On May 20, in "The Real Bush Record," John Hinderaker, my personal favorite of the philosophers, defends the record of the current occupant. It's not that there isn't anything to criticize. The Administration has been spending money like the mistress of an NBA star (the colorful simile is mine) and has taken a wrong, left turn on immigration. Since he's willing to admit these shortcomings you can believe Hinderaker when he announces that everything else is shipshape. Torture, extraordinary rendition, and the Bush record on job creation come in for special praise.
Of course we continue to ride a wave of glory in Iraq. As Paul Mirengoff notes in "Iraqi Troops Take Charge of Sadr City" (May 21), al-Qaeda has been "pretty much routed" and only the Congress, or possibly Barack Obama, appear "capable of reversing the current virtuous cycle in Iraq." For those who might worry that this is just wishful thinking, consider the Powerline record on Iraq. When have they, or the Administration, ever been wrong about anything?

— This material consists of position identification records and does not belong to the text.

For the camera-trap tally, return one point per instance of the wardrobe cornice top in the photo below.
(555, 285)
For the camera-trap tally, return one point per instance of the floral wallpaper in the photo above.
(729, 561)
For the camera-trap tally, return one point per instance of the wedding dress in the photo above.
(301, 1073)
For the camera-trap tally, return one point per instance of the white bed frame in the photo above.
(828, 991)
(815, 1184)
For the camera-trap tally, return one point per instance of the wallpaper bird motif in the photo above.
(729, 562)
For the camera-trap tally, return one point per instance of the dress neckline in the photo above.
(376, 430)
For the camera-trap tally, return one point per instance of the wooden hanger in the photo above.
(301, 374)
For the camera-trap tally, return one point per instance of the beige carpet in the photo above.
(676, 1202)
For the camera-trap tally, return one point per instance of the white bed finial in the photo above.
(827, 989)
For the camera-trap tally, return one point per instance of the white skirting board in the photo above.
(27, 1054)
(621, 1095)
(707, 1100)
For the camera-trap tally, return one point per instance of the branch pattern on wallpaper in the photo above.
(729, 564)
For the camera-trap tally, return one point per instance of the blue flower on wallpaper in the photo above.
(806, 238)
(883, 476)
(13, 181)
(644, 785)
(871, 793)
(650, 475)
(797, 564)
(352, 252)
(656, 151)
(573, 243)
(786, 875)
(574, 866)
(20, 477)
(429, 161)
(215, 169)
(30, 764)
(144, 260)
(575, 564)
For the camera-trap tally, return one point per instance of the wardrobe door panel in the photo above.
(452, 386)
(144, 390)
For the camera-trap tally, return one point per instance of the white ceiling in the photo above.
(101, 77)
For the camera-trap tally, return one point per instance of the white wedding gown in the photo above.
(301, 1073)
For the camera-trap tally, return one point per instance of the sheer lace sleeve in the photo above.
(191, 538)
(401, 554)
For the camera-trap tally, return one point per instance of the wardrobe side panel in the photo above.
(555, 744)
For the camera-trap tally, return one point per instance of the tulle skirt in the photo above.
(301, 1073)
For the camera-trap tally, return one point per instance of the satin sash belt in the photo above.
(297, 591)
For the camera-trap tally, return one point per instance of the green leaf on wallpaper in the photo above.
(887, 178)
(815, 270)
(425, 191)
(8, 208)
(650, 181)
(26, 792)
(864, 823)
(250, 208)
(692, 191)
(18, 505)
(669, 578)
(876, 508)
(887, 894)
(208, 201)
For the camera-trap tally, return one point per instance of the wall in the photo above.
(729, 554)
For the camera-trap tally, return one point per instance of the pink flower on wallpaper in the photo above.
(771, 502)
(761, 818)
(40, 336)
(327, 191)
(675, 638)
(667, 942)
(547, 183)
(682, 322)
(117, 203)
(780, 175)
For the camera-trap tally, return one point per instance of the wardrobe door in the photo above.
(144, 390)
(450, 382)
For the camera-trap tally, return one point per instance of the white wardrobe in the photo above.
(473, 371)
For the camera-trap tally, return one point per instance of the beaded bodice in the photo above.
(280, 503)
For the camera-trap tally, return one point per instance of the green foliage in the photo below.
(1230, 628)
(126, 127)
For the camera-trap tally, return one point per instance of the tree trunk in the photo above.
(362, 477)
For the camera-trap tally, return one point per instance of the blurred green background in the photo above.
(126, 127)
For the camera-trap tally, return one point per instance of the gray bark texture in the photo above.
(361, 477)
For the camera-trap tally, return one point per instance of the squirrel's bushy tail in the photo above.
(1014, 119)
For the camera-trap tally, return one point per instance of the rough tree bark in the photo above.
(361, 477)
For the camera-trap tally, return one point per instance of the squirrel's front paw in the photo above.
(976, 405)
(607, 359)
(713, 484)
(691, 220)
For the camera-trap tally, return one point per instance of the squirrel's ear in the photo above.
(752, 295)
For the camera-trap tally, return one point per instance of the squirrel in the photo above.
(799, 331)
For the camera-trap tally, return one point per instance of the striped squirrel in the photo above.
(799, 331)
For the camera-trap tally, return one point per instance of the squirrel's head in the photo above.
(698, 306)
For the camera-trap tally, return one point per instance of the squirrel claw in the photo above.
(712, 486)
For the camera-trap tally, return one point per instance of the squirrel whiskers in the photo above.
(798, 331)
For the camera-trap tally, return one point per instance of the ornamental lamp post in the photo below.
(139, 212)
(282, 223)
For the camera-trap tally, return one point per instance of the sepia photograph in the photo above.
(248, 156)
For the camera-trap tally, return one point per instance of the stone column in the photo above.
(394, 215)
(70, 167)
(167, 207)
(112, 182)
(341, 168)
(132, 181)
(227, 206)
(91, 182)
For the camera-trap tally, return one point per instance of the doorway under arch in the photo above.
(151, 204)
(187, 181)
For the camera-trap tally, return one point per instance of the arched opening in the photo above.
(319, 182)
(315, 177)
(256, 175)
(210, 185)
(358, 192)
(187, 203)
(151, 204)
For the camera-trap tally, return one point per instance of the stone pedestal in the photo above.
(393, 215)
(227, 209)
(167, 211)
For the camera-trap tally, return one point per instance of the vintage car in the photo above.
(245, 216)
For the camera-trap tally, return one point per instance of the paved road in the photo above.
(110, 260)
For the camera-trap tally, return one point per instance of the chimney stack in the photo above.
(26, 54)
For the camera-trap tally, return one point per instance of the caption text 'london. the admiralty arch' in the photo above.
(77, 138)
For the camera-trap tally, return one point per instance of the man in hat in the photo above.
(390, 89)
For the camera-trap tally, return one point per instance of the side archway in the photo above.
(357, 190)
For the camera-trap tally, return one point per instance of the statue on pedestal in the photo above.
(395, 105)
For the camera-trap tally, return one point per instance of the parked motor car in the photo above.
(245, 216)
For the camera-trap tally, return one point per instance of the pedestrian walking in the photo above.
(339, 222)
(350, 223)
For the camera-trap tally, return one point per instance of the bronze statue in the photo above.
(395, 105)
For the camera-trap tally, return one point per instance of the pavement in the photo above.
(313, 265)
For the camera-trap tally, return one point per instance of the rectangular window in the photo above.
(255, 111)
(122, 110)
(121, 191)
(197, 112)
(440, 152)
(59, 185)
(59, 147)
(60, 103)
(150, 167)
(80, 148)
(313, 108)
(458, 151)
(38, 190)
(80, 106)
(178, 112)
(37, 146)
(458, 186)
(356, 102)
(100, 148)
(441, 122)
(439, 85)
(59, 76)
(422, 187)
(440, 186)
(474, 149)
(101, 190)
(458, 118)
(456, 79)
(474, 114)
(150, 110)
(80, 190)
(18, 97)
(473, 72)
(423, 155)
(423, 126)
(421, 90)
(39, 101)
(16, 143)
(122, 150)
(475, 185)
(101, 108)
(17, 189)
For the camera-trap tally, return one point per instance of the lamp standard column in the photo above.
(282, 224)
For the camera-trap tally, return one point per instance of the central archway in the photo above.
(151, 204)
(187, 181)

In "Edward Kennedy's America," posted on May 21, the oleaginous Scott Johnson takes proper advantage of the senator's bad medical diagnosis by quoting Wordsworth along the way to flaming the liberal lion for having opposed, more than twenty years ago, the nomination of Robert Bork to be an associate justice of the Supreme Court. I guess when a political foe is dying decency requires that you reach back in the record to beslime him. I once spent a half hour in a book store easy chair with Bork's Slouching Towards Gomorrah and, though it would not have occurred to me to formulate it in quite this way, came away grateful to be living in Edward Kennedy's America.